One night near the end of the disco era, Sean Collins excused himself from three surfer friends drinking Coronas at a Cabo San Lucas hotel and strolled through the night air to his pickup truck. He flipped on a shortwave radio mounted behind the seat and listened intently as it sputtered weather data. He plotted the coordinates of a hurricane spinning 500 miles off the coast, noted its wind speeds and direction, scrutinized a map and returned to the table.
"We've gotta get out of here," he told his buddies, who knew better than to question their friend. "The swell is coming right on schedule."

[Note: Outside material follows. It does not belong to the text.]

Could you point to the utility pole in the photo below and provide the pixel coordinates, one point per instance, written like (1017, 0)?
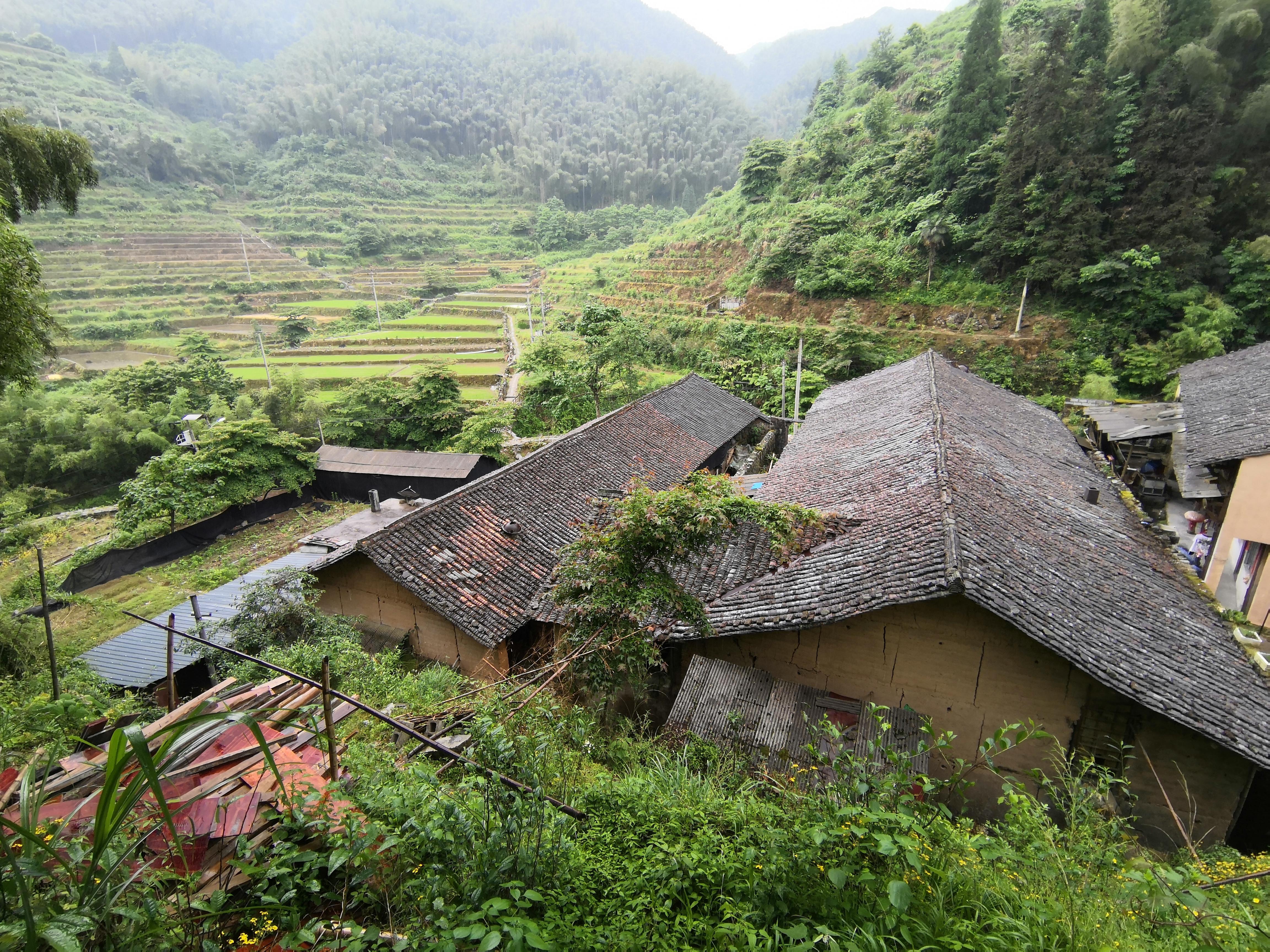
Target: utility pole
(798, 381)
(49, 624)
(260, 341)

The next morning, Collins and his friends turned onto a dirt road leading to the patch of Baja coastline where he had divined the swell and its near-perfect surf would come ashore. As they neared the beach, Collins looked in his rearview mirror and saw dust rising from the desert floor. Then he spotted a surfboard-stacked truck. Collins shook his head. Sure enough, word had gotten out. Master wave forecaster Sean Collins was in town, and he had predicted surf.

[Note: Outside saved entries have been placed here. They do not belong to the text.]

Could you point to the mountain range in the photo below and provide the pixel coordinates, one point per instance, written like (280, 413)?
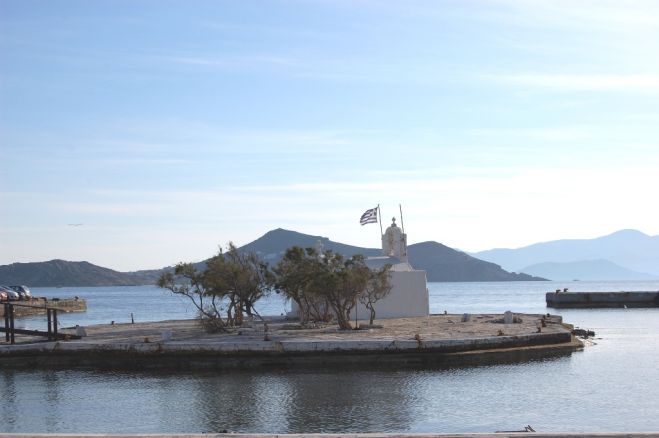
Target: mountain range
(623, 255)
(440, 262)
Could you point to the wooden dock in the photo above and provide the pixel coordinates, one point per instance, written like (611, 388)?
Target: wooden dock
(585, 300)
(38, 306)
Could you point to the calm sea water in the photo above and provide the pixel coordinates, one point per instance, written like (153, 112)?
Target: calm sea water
(612, 385)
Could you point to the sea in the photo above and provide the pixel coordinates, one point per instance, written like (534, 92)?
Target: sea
(610, 386)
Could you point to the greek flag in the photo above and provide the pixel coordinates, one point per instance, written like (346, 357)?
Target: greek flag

Twenty years later, Collins, 45, is regarded by many as the world's best wave forecaster. He has almost single-handedly led surfing out of the Dark Ages of little more than a decade ago, when great waves washed up with no warning, forcing surfers to cancel meetings, call in sick, ditch school or, worst of all, miss out entirely. In the surfing firmament, where riding the waves is less a sport than a way of life and the quest for the perfect wave a religious Grail, Collins and the Huntington Beach forecasting firm he is a partner in, Surfline/Wavetrak, are held in something close to awe. "Sean," says Surfer magazine editor Steve Hawk, "has changed the whole mind-set."
Surfline fields nearly a million calls a year, at $1.50 each, from surfers seeking forecasts for waves from Malibu to Waikiki, Cape Hatteras to Costa Rica. "He's the authority," says Bob Rich, 29, an El Segundo surfer who checks Collins' forecasts before he loads his truck for the beach. "If you know the surf will be good on Thursday you get your errands done Tuesday." Professional surfers use Collins' forecasts to accomplish feats once only dreamed of. Two years ago, hopping on and off planes, champion bodyboarder Mike Stewart chased a swell across the Pacific and surfed waves generated by the same storm in Tahiti, Hawaii, California and Alaska. The weeklong odyssey, now legendary among surfers, would havebeen impossible without Collins' dead-on predictions.
Other wave-forecasting businesses have sprung up since Collins' debut, but most have disappeared. (One that survived is Surfax, run by Carpinteria surfer Steve Decile, who monitors wind and wave reports and says of Collins: "He's the big fish.")
Collins hangs satellite photographs of storms in his office as if they're old friends and talks about powerful hurricanes as though they're his children ("You've got to follow a storm and nurture it," he'll murmur) and is at the moment busier than ever. Lifeguards use his forecasts when deciding how many beach towers to staff. Movie makers hire him as a consultant when shooting surf scenes. Frenzied reporters demand quotes whenever a storm brews off the coast. And then there's El Nino. Collins sighs at its mere mention, weary of the incessant hype. Yes, he says dutifully, the potential for big waves is high. Yes, the coast could get battered. And, yes, "We'll definitely have a few scares this winter."
On a gloomy weekday afternoon offering Southern California surfers only small, mushy waves--a fact that came as no surprise to Collins or callers to Surfline--Collins sits in his oceanfront offices overlooking the Huntington Beach Pier and, the Weather Channel flickering on a nearby television, explains how a surf-fanatic college dropout with no formal meteorological training became the world's preeminent wave forecaster.
"I was obsessed," Collins says in the same soft, measured voice that has delivered countless forecasts over telephone lines since the mid-'80s. "Number one with getting good waves, and number two because it was a personal challenge. I was just thinking of myself."
Growing up in Long Beach, Collins fell in love with the sea while sailing a 40-foot ketch with his father, Whitney, a former Navy navigator who clipped the weather page from the daily paper. Sean liked the big boat, but he preferred his 25-pound Harbour surfboard and the rush he got racing down waves at Seal Beach. Surfing proved an enduring distraction for Collins through high school and two years at Long Beach City College. Then he quit school. "I was more interested in surfing," he admits.